# Vu-Rite Saved The Day



## plbgbiz (Aug 27, 2010)

I can not say enough about the customer service at Vu-Rite. Not only did I get immediate attention from the owner, he walked me through an emergency repair that allowed us to get to our jobs on Friday.


----------



## plbgbiz (Aug 27, 2010)

plbgbiz said:


> I can not say enough about the customer service at Vu-Rite. Not only did I get immediate attention from the owner, he walked me through an emergency repair that allowed us to get to our jobs on Friday.


Once I was able to find some material to make a temporary lens with, the repair only took about 15 minutes.

He is also sending me a replacement lens under warranty. :thumbup:


----------



## RealCraftsMan (Dec 27, 2011)

Good to see people stand behing their products. Try that with Ridged!


----------



## justin (May 14, 2010)

RealCraftsMan said:


> Good to see people stand behing their products. Try that with Ridged!


ive had good luck with ridgid warranty. they have even given me a new ridgid 690 when other one 6mo old got dropped. couldnt believe it. i dont know , but cant complain.


----------



## RealCraftsMan (Dec 27, 2011)

justin said:


> ive had good luck with ridgid warranty. they have even given me a new ridgid 690 when other one 6mo old got dropped. couldnt believe it. i dont know , but cant complain.


You missed my point. I was talking about the owner walking him through a repair.


----------



## plbgbiz (Aug 27, 2010)

I have heard that Ridgid stands behind their camera equipment pretty well but I have also heard that they play the "customer abuse" card at the drop of a hat.

Be that as it may, no matter how well they would have covered the camera on warranty, I would have NEVER received that personalized help from the tech department of Ridgid. I think they are too big and too married to "this is our policy" to be able to do that.

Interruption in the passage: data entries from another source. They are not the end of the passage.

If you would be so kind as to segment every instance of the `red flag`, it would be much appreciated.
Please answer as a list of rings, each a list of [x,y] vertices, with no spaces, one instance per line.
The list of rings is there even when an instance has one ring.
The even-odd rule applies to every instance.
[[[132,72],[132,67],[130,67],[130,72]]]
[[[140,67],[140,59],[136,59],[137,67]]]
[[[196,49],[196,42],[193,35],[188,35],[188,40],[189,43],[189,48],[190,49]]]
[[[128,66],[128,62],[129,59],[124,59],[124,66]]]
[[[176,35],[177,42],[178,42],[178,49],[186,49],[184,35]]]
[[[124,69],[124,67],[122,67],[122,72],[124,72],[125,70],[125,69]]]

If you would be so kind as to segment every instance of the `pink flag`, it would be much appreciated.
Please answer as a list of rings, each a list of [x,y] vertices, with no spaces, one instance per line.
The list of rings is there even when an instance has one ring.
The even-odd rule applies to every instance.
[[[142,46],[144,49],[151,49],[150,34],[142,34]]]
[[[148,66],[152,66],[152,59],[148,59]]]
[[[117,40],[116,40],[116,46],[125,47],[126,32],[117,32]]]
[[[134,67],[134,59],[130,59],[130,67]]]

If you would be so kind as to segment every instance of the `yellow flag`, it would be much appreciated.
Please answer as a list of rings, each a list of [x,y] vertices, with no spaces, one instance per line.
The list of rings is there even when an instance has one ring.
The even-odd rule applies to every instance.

In the amount of time it took me to explain my problem, I was on the phone with the owner that also designed the camera. He told me what size allen wrench to use and most important, which screws to NOT loosen.

One $12 piece of 3/16" clear acrylic later, along with a few minutes on the bench grinder making a not so perfect circle, and I had a temporary lens that let us get back to work.

No matter how bad a tech would have wanted to help, I don't see that happening with Ridgid. Not knocking them. It's just different.


----------



## justin (May 14, 2010)

plbgbiz said:


> I have heard that Ridgid stands behind their camera equipment pretty well but I have also heard that they play the "customer abuse" card at the drop of a hat.
> 
> Be that as it may, no matter how well they would have covered the camera on warranty, I would have NEVER received that personalized help from the tech department of Ridgid. I think they are too big and too married to "this is our policy" to be able to do that.
> 
> ...


i try to keep a personal relationship with my rep. its just like a counter guy. 
yes ridgid are pricks. but ive been fortunate , now dealing with kohler.... whew thats a crappy company on warranty. just my experience


----------